Through The Light (Spunk)
Babitha is at ease. The drive is going smoothly and she’s happy with your handling of her old but lovingly maintained sedan since you took over the driving a couple of petrol stations back. When she told you that morning “I think we should get away, get out of the city … I think we should get away from all this commotion”, this is exactly what she had in mind.
You take a look over and see that if she’s not fully reclining, she has at the very least pushed that seat back enough so she is seeing more of the sky than the road, languidly raising a hand to twist the volume down a notch on the drowsy country rock song the mix tape has thrown up.
She likes the tunes, don’t get me wrong - she’s been humming along with them after all, occasionally mustering the energy to actually form words instead of that half smile of sleepy pleasure. But now she’s telling you about her last weekend, and that long, slow afternoon when she just lay in the back yard, under the rusty old Hills Hoist, and watched the clouds between lines.
Blissful, she says, it was blissful. And that’s when it hit her: you’ve been having a shitty time, watching the end of a relationship, knowing that even as you said “you’re the clown” as you watched the door close on you, it wasn’t a line you believed entirely. In truth you had taken on a kind of Nico singing country Lou Reed melancholy and no one can last long like that.
You needed to change pace. Change views. Change.
Listening to her talk now, you fall into a little reverie of your own.

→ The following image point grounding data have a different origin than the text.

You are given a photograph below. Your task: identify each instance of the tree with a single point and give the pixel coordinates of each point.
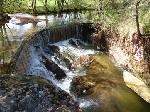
(34, 6)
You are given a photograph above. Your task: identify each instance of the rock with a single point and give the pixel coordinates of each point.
(73, 43)
(53, 48)
(54, 68)
(22, 96)
(81, 86)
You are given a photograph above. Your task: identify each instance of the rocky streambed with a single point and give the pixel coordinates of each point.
(70, 74)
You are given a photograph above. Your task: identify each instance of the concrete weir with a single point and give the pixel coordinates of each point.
(21, 61)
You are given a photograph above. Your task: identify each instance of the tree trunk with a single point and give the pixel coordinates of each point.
(34, 6)
(46, 7)
(137, 18)
(1, 6)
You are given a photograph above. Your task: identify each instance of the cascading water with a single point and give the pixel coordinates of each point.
(71, 56)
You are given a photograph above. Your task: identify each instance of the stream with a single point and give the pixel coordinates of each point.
(92, 78)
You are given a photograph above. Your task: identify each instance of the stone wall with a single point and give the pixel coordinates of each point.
(21, 61)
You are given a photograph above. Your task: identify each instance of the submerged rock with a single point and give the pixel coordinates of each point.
(53, 48)
(33, 94)
(54, 68)
(82, 86)
(73, 43)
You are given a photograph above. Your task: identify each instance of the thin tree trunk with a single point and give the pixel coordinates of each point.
(137, 18)
(46, 7)
(34, 6)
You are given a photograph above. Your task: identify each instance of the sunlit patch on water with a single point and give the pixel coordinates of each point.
(137, 85)
(86, 103)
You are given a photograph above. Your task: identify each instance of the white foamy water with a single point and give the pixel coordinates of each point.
(72, 54)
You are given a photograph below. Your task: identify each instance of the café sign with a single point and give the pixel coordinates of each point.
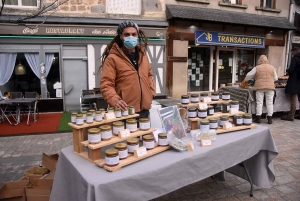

To an imagined pedal steel and the clip-clop rhythm of this highway’s plates, you’re picturing yourself picking up and heading not just out of the old life – where it’s clear you’re not even been listened to - not just accepting you’re not much good at this living business, but actually making those changes.
So there you are, heading right “through the light” and into a place where you’re just as good as your friends and exes. Just as deserving. It’s a nice feeling. A cruising feeling.
Babitha nudges you. You’ve been drifting across the lane a bit, mumbling like a walking bassline as your fingers play a distracted pattern on the steering wheel. She grins at you: it’s cool, she says, you looked like you might be perking up at last. You grin back. Yeah, maybe.
She turns the music up, though the tempo stays the same. It’s as unhurried as you two are: it’s got somewhere to go but no pressure to get there either. In fact, now that you think about it, you’ve been slowing down yourself though you have no memory of easing back on the pedal or noticing a speed sign.
Ah, yes. Babitha. you say, can you smell it? There’s a definite salty tang in the air, a thinning of the air that had started as pretty cloying this morning and clung to you for the first few hours of the drive like yesterday’s clothes. We’re close, you say. We’re there, she says. Maybe you already are.